本心を柔らかな真綿に包み、綺麗な色紙を幾枚も重ねて、その場かぎりの”良い人”を演じることは、幼少期の体験を消化しきれない俺の処世術。
最初は眉の動かし方、目の細め方、声の調子にまで気を遣い、選び抜いた言葉を唇に乗せていたのに、いつしか無意識のうちに、作り笑いと甘い言葉がこぼれ出るようになった。
実のない優しい言葉は、実のある厳しい言葉よりも、人々の歓心を得る。
所詮、人同志のつながりなどその程度のものか、と思ってからは自分自身の考えや想いを言の葉に乗せることを諦めてしまった。
そのうち、誰にも本心を言えなくなった。
沢山の人に囲まれていても、俺は孤独だった。
執着するのは、死んでしまった大切なひとたちと、ナルト。
うずまきナルト。ミナト先生の忘れ形見。
そんなナルトを。
大切な、ナルトを。
己の命を顧みず救ってくれたイルカ先生に俺は何をした?
どうして、彼を抱いた? どうして止まれなかった?
イルカ先生を抱いているときに感じた愛しい思い、手放したくないという祈りにも似た切実な願い。その強い想いがあればこそ、止まらなければいけなかったのに。
彼にこそ、臆することなく真実の言葉をかけなければいけなかったのに。
したことは決して赦されることではないけれど、してしまったからにはせめて真摯に詫びなければいけなかったのに。
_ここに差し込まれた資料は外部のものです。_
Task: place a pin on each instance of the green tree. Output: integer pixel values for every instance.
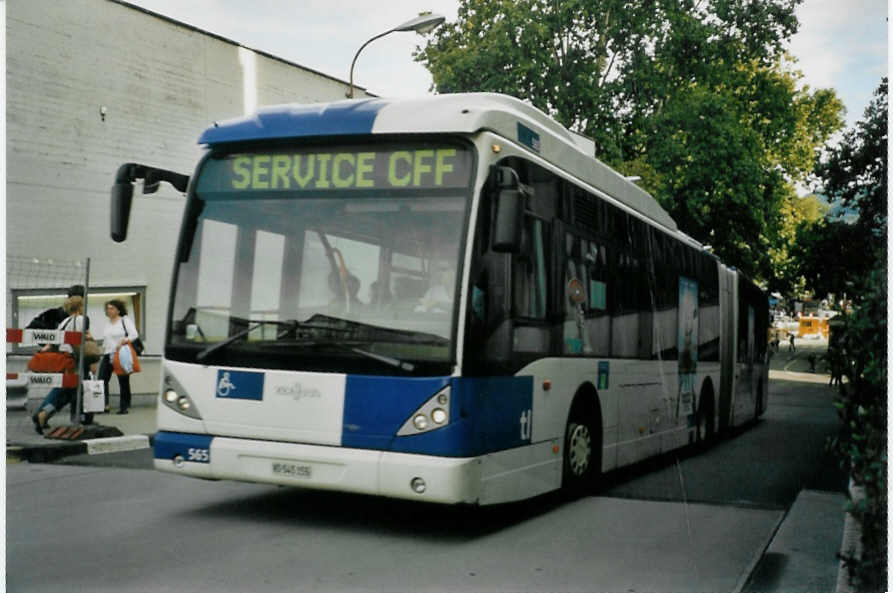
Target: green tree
(695, 97)
(838, 255)
(855, 171)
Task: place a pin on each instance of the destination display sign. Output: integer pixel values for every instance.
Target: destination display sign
(356, 168)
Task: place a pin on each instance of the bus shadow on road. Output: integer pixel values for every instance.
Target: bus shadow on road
(373, 514)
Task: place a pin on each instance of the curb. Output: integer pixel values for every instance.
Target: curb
(748, 574)
(47, 453)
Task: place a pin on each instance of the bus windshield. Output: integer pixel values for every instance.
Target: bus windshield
(323, 259)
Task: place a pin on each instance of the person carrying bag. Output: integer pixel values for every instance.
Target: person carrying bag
(117, 343)
(58, 397)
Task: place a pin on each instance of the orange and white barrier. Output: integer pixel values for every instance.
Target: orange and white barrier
(33, 337)
(46, 379)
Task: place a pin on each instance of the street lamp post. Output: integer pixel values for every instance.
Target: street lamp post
(424, 23)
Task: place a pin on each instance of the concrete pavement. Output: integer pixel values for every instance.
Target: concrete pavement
(798, 554)
(23, 443)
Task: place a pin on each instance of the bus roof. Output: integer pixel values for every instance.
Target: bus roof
(462, 113)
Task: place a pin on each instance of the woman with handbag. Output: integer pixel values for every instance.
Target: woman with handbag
(119, 331)
(59, 397)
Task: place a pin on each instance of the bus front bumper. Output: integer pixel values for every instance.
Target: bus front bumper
(398, 475)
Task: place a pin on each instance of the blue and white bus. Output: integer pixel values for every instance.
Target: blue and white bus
(443, 299)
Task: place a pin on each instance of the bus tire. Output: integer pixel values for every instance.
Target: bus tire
(705, 432)
(760, 405)
(582, 451)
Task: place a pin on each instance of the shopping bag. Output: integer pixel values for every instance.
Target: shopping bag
(51, 362)
(94, 396)
(125, 361)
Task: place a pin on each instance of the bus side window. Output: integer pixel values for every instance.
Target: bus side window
(529, 275)
(575, 290)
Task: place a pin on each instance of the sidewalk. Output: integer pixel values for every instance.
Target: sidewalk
(800, 556)
(23, 443)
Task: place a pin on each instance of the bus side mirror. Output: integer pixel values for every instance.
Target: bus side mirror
(122, 198)
(509, 211)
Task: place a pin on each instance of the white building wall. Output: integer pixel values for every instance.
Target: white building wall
(161, 84)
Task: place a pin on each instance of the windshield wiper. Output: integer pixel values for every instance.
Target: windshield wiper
(291, 325)
(368, 331)
(394, 362)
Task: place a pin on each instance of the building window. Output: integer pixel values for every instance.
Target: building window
(29, 303)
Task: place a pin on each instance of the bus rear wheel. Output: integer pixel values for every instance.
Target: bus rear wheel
(582, 454)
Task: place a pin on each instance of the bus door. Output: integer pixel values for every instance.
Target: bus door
(745, 384)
呆けた顔のイルカ先生の両眼に侮蔑の色が浮かび、一瞬で消えた。
だから俺は悟る。
俺が現われてからの全てはイルカ先生の演技だった。”写輪眼のカカシ”の異様な性癖を前に、賢明な中忍はその身を差し出した。
快楽に溺れ、夢中で俺のペニスを欲しがったイルカ先生も、もっともっと、と接吻を強張ったイルカ先生も全部嘘だ。
全ては俺という里最強の忍の怒りを買わぬため。
男の矜持を捨ててまで守り抜いたのは、自分自身などではなく、ナルトの未来だったのだろう。
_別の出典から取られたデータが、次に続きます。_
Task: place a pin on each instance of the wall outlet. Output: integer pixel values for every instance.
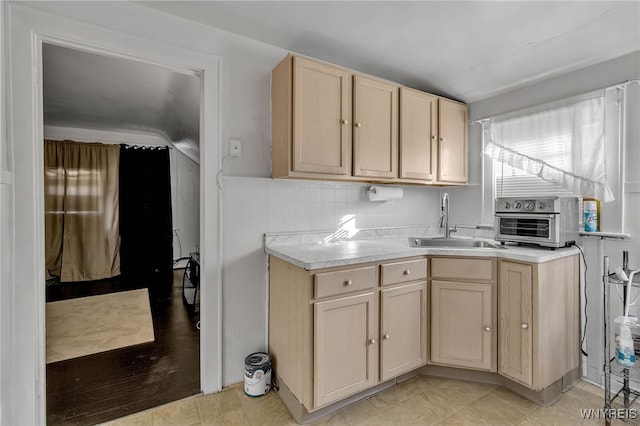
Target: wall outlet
(235, 147)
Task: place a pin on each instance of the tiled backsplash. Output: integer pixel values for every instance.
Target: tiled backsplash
(255, 206)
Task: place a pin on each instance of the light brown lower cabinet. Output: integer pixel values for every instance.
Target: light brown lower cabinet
(339, 331)
(403, 329)
(463, 313)
(539, 315)
(462, 324)
(346, 347)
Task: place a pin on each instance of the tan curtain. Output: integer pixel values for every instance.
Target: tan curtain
(81, 201)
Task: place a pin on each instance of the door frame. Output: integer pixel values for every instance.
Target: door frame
(23, 365)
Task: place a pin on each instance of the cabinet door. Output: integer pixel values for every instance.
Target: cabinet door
(461, 324)
(375, 131)
(418, 132)
(403, 329)
(321, 114)
(452, 143)
(346, 347)
(515, 320)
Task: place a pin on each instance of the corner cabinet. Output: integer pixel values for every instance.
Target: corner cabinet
(375, 128)
(334, 124)
(346, 353)
(463, 314)
(452, 142)
(336, 332)
(418, 135)
(539, 318)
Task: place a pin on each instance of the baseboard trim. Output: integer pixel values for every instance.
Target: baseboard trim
(545, 397)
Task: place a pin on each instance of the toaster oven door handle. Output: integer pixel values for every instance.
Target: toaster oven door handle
(526, 215)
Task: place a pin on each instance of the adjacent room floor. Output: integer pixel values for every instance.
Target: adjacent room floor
(109, 385)
(419, 401)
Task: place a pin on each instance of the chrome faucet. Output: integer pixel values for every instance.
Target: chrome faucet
(444, 215)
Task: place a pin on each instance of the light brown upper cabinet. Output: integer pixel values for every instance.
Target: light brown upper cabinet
(418, 135)
(452, 142)
(311, 119)
(330, 123)
(375, 128)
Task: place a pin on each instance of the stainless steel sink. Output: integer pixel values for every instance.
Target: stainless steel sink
(452, 243)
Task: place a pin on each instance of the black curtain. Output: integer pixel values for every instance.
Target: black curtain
(146, 229)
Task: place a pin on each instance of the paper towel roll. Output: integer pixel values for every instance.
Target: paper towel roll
(384, 193)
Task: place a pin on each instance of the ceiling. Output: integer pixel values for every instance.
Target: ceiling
(467, 50)
(463, 50)
(88, 90)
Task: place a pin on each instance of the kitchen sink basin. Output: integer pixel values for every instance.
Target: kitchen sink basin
(452, 243)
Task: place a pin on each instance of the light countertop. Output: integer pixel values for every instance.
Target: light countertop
(312, 255)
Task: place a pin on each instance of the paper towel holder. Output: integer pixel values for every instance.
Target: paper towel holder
(386, 193)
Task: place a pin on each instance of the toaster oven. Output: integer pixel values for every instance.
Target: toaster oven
(546, 221)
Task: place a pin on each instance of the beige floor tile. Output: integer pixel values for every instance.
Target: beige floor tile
(513, 400)
(393, 396)
(183, 412)
(464, 417)
(357, 413)
(580, 398)
(551, 416)
(492, 409)
(235, 417)
(464, 392)
(213, 405)
(414, 411)
(443, 405)
(380, 419)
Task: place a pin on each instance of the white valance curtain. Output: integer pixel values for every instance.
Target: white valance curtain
(561, 142)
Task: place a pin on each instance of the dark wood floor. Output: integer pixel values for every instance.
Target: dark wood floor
(105, 386)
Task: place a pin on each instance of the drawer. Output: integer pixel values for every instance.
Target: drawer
(400, 272)
(347, 281)
(463, 269)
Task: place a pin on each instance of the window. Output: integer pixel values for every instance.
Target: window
(569, 147)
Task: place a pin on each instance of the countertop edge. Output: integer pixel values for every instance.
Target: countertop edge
(510, 253)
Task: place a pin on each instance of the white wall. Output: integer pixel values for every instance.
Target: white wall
(254, 206)
(119, 27)
(185, 179)
(467, 200)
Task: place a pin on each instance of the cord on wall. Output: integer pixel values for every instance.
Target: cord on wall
(219, 174)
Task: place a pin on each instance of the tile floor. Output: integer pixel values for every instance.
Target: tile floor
(419, 401)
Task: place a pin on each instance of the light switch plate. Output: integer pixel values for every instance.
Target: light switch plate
(235, 147)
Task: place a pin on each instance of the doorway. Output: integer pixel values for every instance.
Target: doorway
(95, 100)
(23, 389)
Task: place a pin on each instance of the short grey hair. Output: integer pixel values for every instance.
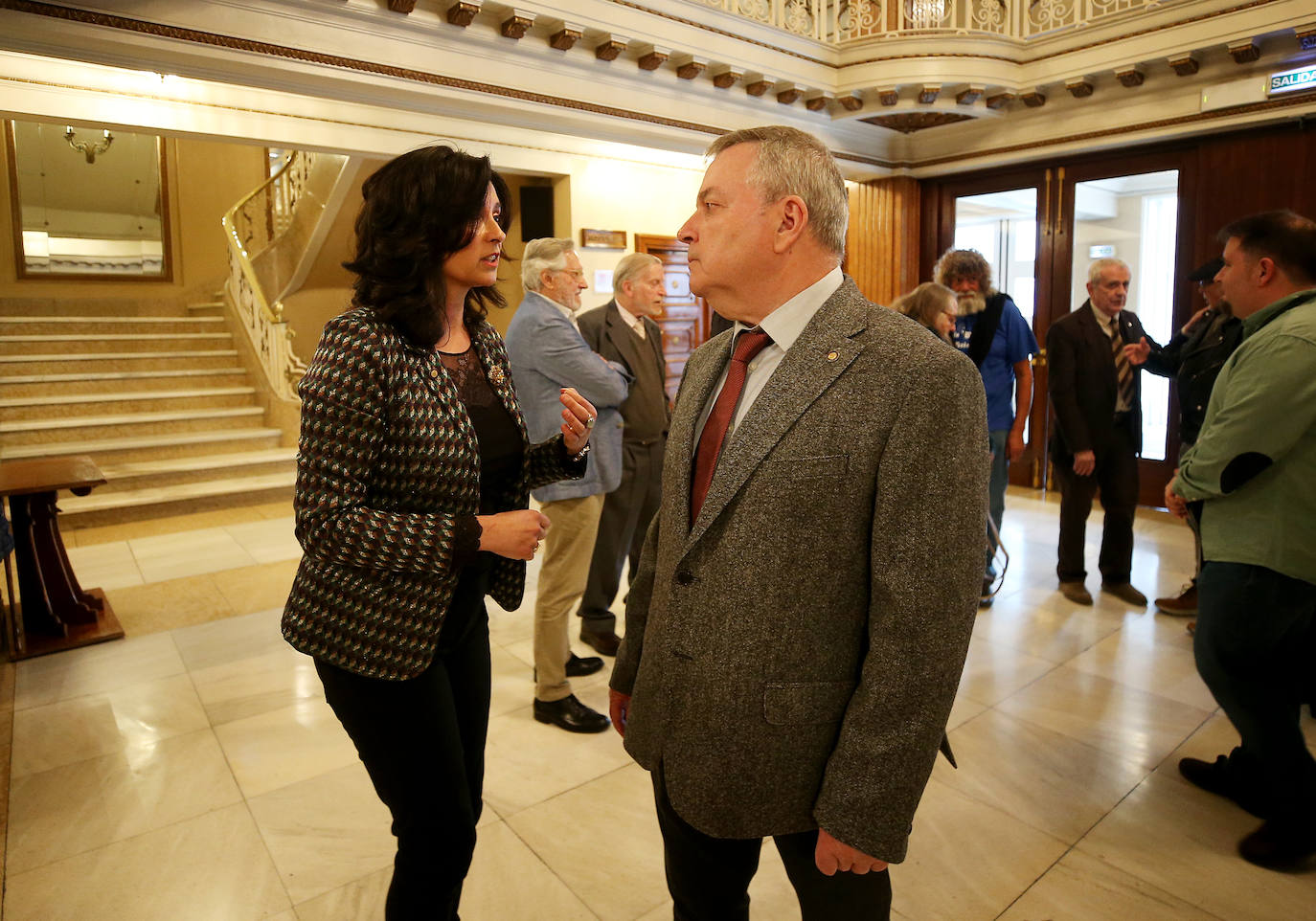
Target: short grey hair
(1094, 271)
(548, 254)
(629, 267)
(794, 162)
あの事件以来、イルカ先生がナルトにひどく肩入れしていることは里中に知れ渡っている。
俺の怒りがナルトに向くことをイルカ先生は恐れた。
俺に同調する多くの忍びが現れることを恐れた。
体中の血の気が引き、指先がカタカタと震えだした。
「カカシ先生?」
あどけない顔で小首をかしげ、俺を見るイルカ先生。
その眼の奥底に眠る嫌悪の光に、震えが大きくなる。
震えはやがて全身に伝わり、俺は自分で自分を強く抱きしめた。
言わなければ。
本当のことを、言わなければ。
ナルトを救ってくれて嬉しかったこと。
ナルトを守ったイルカ先生がどんな人か気になって観察するうちに、先生のことを好ましく思っていたこと。
話したこともないくせに、一方的に親しくなった気持ちになって、イチャパラで先生をからかおうと思ったこと。
それから。
自慰をする先生があまりに淫靡で、理性が焼き切れたこと。
夢中で抱き潰し、腕の中の存在が愛しくて夢中になって腰を振って、吐き出して、満足して。
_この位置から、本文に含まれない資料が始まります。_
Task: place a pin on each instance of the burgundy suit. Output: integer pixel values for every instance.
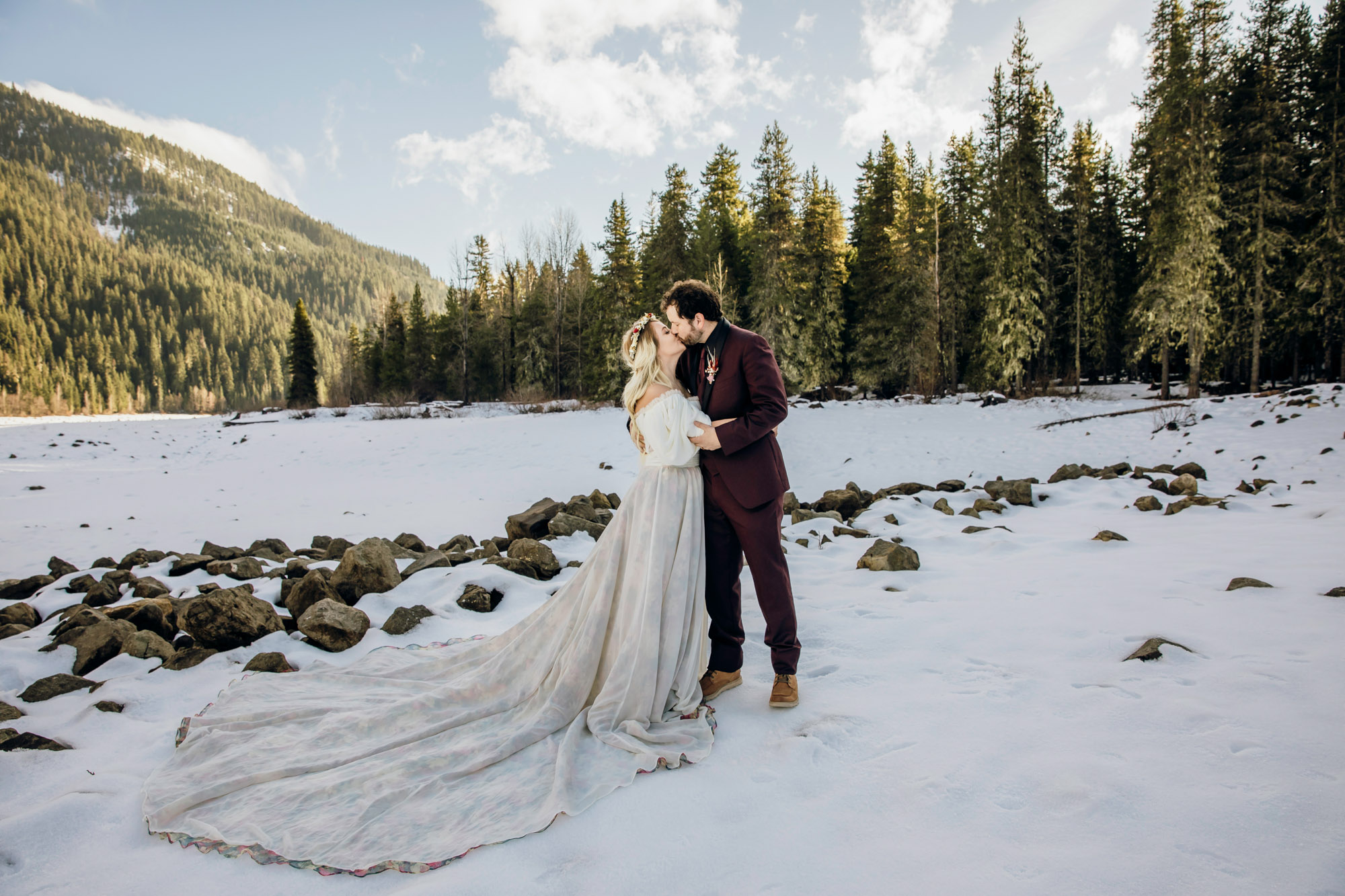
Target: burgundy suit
(744, 494)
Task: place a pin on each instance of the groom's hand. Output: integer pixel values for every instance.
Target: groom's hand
(708, 440)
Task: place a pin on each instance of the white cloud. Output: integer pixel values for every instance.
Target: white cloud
(1124, 48)
(689, 71)
(900, 42)
(506, 145)
(232, 151)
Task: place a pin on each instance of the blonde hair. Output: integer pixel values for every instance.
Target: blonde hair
(646, 370)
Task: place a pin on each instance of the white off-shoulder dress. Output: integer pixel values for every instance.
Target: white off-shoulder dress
(411, 758)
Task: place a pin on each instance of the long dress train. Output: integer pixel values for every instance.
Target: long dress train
(411, 758)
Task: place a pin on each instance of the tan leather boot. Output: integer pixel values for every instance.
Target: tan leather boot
(786, 692)
(716, 682)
先生もキモチヨサソウにしてくれたから、受け入れてもらえたって勘違いして。温かで優しくて可愛い人と、これから一緒に生きていきたい、なんて身勝手なことを考えた。あまつさえそれを、あんな形で伝えてしまった。
「カカシ先生、どうしたんですか?」
イルカ先生の怜悧な目が俺の全身を検分している。何か深刻な異常を感じたならすぐさま救援の式を送るつもりなのだろう。”写輪眼のカカシ”に何かあったら里の平和も脅かされる。己の感情を排し忍びとして俺に接する先生の態度に、俺も冷静さを取り戻した。
もう、震えは止まっている。
「失礼しました。もう大丈夫です」
本当に? とでも言いたそうな顔で暫くの間イルカ先生は俺の観察を続けていた。
やがて納得したのか、「よかった」と作り笑いを浮かべる。
「イルカ先生……申し訳ありませんでした」
意を決して放った言葉をイルカ先生は綺麗に無視して、ベッドの隅に積まれた洗濯物の中からバスタオルをひっつかみ俺に押し付けてくる。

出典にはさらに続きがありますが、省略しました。